The funeral parlor vanishes, and the scene changes once again. Halliday now stands in front of an immense bank vault door. “My entire estate, including a controlling share of stock in my company, Gregarious Simulation Systems, is to be placed in escrow until such time as a single condition I have set forth in my will is met. The first individual to meet that condition will inherit my entire fortune, currently valued in excess of two hundred and forty billion dollars.”
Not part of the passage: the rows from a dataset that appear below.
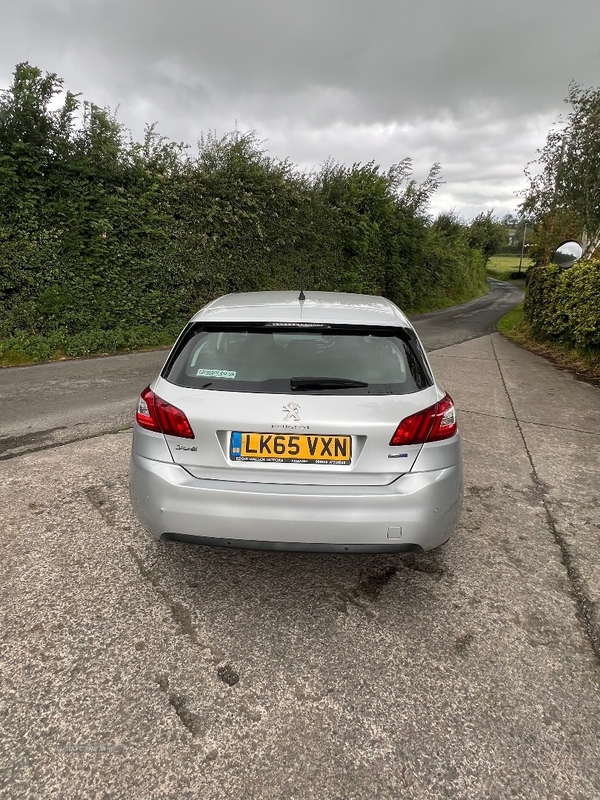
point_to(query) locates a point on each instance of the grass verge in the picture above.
(584, 364)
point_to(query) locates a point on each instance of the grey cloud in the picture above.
(474, 85)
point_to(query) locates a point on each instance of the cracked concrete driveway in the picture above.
(132, 669)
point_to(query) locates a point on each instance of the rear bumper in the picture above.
(415, 513)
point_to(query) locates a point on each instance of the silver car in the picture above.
(293, 422)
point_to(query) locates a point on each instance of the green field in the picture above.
(501, 267)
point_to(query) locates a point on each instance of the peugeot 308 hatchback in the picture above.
(298, 423)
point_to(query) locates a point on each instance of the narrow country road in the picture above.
(50, 404)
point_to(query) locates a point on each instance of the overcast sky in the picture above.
(473, 85)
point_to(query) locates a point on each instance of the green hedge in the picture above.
(563, 305)
(106, 243)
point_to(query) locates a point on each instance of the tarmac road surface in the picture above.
(133, 669)
(48, 404)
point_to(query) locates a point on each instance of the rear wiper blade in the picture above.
(305, 384)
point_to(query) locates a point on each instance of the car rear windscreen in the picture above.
(276, 358)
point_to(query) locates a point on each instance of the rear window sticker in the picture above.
(215, 373)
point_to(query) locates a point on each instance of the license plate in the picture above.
(293, 448)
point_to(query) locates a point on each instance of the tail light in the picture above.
(431, 425)
(155, 414)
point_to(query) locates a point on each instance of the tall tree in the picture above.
(568, 180)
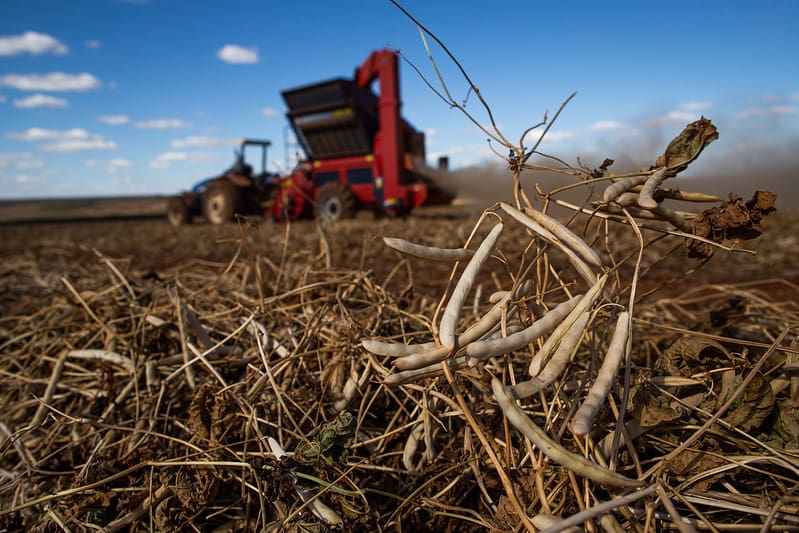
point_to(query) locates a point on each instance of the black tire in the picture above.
(335, 201)
(178, 212)
(220, 202)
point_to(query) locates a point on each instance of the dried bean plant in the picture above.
(546, 386)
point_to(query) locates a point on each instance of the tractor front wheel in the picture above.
(220, 202)
(335, 201)
(178, 211)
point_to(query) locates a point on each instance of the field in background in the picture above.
(105, 425)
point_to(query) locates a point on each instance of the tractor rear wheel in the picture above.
(178, 212)
(220, 202)
(335, 201)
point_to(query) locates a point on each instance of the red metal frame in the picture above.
(383, 65)
(389, 160)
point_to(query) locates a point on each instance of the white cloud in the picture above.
(162, 124)
(73, 140)
(42, 134)
(110, 166)
(558, 136)
(777, 110)
(20, 161)
(40, 100)
(54, 81)
(232, 53)
(607, 125)
(198, 141)
(96, 142)
(31, 42)
(696, 106)
(166, 159)
(113, 120)
(674, 117)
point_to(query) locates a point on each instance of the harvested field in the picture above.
(145, 370)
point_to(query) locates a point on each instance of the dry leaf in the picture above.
(687, 146)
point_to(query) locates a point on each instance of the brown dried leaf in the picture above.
(735, 219)
(687, 146)
(693, 462)
(200, 411)
(650, 408)
(689, 355)
(753, 407)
The vault door swings open and Halliday walks inside. The interior of the vault is enormous, and it contains a huge stack of gold bars, roughly the size of a large house. “Here’s the dough I’m putting up for grabs,” Halliday says, grinning broadly. “What the hell. You can’t take it with you, right?”
Halliday leans against the stack of gold bars, and the camera pulls in tight on his face. “Now, I’m sure you’re wondering, what do you have to do to get your hands on all this moolah? Well, hold your horses, kids. I’m getting to that.…” He pauses dramatically, his expression changing to that of a child about to reveal a very big secret.
Halliday snaps his fingers again and the vault disappears. In the same instant, Halliday shrinks and morphs into a small boy wearing brown corduroys and a faded The Muppet Show T-shirt.* The young Halliday stands in a cluttered living room with burnt orange carpeting, wood-paneled walls, and kitschy late-’70s decor. A 21-inch Zenith television sits nearby, with an Atari 2600 game console hooked up to it.
“This was the first videogame system I ever owned,” Halliday says, now in a child’s voice. “An Atari 2600. I got it for Christmas in 1979.” He plops down in front of the Atari, picks up a joystick, and begins to play. “My favorite game was this one,” he says, nodding at the TV screen, where a small square is traveling through a series of simple mazes. “It was called Adventure. Like many early videogames, Adventure was designed and programmed by just one person. But back then, Atari refused to give its programmers credit for their work, so the name of a game’s creator didn’t actually appear anywhere on the packaging.” On the TV screen, we see Halliday use a sword to slay a red dragon, although due to the game’s crude low-resolution graphics, this looks more like a square using an arrow to stab a deformed duck.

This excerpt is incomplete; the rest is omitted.